底面部の周縁に壁部を設け、蓋体に係合する蓋体受け部よりは一段低く、鮨の下部に接触可能な周縁段部をこの壁部に形成したため、握り鮨の場合はしゃりの部分をこの周縁段部に当てることで、鮨止突起とともに鮨の移動を起こしにくくすることができる。
【0016】
底面部から下向きに突出する脚部であって、この脚部のうち底面部の一の対角上の角縁には底面部の二辺に渡る角脚部を形成し、他の対角上の角縁近傍には底面部の長辺に沿う辺脚部を形成することができる。
底面部から下向きに突出する脚部を設けたため、上げ底状に鮨を盛りつけることができ、鮨用包装容器に高級感を与えることができる。
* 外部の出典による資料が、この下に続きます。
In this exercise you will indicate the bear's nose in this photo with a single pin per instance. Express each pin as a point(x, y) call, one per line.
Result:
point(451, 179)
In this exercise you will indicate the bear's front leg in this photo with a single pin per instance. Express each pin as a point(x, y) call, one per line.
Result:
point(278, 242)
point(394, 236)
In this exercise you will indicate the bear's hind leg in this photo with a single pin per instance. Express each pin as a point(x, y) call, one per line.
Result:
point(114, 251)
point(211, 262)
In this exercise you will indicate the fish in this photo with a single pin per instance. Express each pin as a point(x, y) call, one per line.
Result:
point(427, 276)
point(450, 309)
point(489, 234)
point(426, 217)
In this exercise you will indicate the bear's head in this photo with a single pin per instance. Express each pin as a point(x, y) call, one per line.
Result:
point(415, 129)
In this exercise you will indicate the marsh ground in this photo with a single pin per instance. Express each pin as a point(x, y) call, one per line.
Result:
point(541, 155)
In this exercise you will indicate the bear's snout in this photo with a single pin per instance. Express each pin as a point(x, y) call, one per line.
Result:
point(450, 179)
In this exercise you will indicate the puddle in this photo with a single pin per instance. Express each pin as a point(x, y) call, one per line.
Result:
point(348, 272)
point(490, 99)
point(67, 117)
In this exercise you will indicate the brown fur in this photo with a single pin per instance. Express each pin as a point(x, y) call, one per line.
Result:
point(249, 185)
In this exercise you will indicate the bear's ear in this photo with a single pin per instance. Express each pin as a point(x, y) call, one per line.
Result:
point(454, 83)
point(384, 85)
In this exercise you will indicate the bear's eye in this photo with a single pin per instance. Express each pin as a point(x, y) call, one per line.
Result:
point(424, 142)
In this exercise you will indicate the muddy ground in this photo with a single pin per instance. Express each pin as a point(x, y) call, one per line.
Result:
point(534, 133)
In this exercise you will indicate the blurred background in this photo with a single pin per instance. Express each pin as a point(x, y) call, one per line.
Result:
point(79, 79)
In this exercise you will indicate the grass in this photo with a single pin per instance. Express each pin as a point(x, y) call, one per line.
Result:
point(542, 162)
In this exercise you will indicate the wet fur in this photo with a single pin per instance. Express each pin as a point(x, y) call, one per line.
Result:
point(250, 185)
また、底面部の一の対角上の角縁には底面部の二辺に渡る角脚部を形成し、他の対角上の角縁近傍には底面部の長辺に沿う辺脚部を形成したため、鮨を載置する底面部を上げ底状に安定的に置くことができる。そして、脚部を角脚部と辺脚部とで構成したため、容器本体の安定感と強度とをともに実現することができる。
【0017】
底面部と脚部との境界全体に底面部より上向きに突出するせき部を設けることができる。底面部と脚部との境界全体に底面部より上向きに突出するせき部を設けたため、脚部の底に溜まった水分を底面部の方に流れにくくすることができる。また、底面部に溜まった水分を脚部に流れにくくすることができる。また、脚部と底面部との境界での強度を高く保ち壊れにくい容器本体とすることができる。
【0018】
底面部の周縁に蓋体に係合する蓋体受け部を設け、その蓋体受け部の四隅がその四隅の近傍よりも上側に位置するように形成することができる。底面部の周縁に蓋体に係合する蓋体受け部を設け、その蓋体受け部の四隅がその四隅の近傍よりも上側に位置するように形成したため、対角上の角を両手で押すことで蓋体を容器本体から容易に取り外すことができる。また、四隅が上側に位置することで鮨用包装容器に高級感を付与することができる。
【0019】
さらに、複数の鮨を収容する容器本体と、外部から鮨を視認可能で容器本体に被着させる蓋体とからなる鮨用包装容器について、容器本体が前述の容器本体であり、蓋体が容器本体に収容される鮨の上方を覆う天井部に、鮨間に入り込む下向き突出部を有する蓋体であって、平面視で蓋体に設けた下向き突出部と容器本体に設けた上向き突出部とが重なる位置に形成されていることを特徴とする鮨用包装容器を提供する。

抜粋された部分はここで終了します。